"The Marvelous Mrs. Maisel" has already amassed oodles of accolades, including a near-sweep at the Emmys. But the Amazon dramedy already feels as if its act is growing a tad stale, with the various subplots inspiring the sort of indifference that merely heightens pressure on the headliner.
Fortunately, that headliner is Rachel Brosnahan in the title role, and she remains sensational as the 1950s housewife who, in season one, discovered a knack for stand-up comedy, even inspiring real-life legend Lenny Bruce (Luke Kirby, seen too sparingly in the episodes previewed) to take her under his wing.
While season two continues her progression, it also seems to magnify the shortcomings of a first season that -- while loaded with wit, Jewish cultural specificity and Rat Pack-era atmosphere, down to the production design and period songs -- managed to be good and yet somehow, almost instantly overrated.
Part of that has to do with series creator Amy Sherman-Palladino's rat-a-tat dialogue, a longstanding hallmark of her shows (see "Gilmore Girls" and its Netflix revival) that, frankly, is either your cup of tea or isn't. The main issue here is that everyone speaks in roughly the same voice, making the characters less distinctive or believable than simply conspicuous proxies for the writer.
Sherman-Palladino still produces plenty of funny lines, from a wedding toast gone horribly wrong to a character announcing in a loud voice "Did you bring the bag of money we use to bribe people?" at a bank. Brosnahan's Midge takes a day job (amusingly, as a switchboard operator), visits the Catskills -- where Zachary Levi is introduced as a new character -- and keeps honing her act, despite the rampant and casual misogyny she encounters amid stand-up's male-dominated formative years.

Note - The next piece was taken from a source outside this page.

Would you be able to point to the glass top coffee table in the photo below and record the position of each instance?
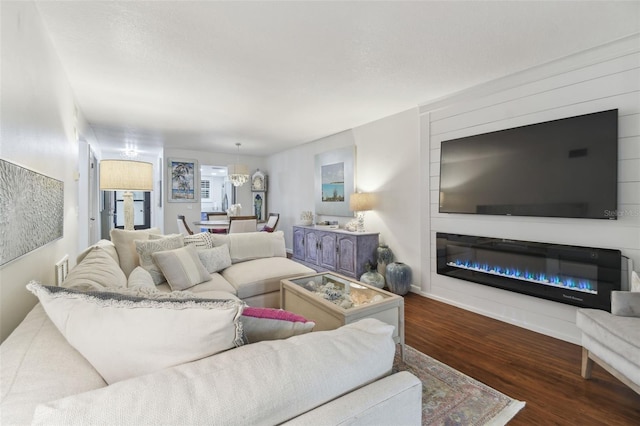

The interludes involving the personalities around Midge, however, largely prove to be distracting detours, beginning with an unexpected sojourn to Paris. Even the terrific casting -- including Tony Shalhoub and Marin Hinkle as Midge's parents, Alex Borstein as her manager and Kevin Pollak as her father-in-law -- is challenged by the broadness of their arcs.
Amazon, obviously, has already scored fabulously with all the awards recognition, and "Mrs. Maisel" has plenty of room to operate as the narrative finishes out the Eisenhower years.
Season two doesn't deviate much from the established routine, meaning those who wholeheartedly embraced the show initially should still find a lot to like. For others more unmoved by its charms, the choice is to accept "Mrs. Maisel" on its terms, or politely wish that the series and its fans have a long and happy life together.
"The Marvelous Mrs. Maisel" premieres Dec. 5 on Amazon.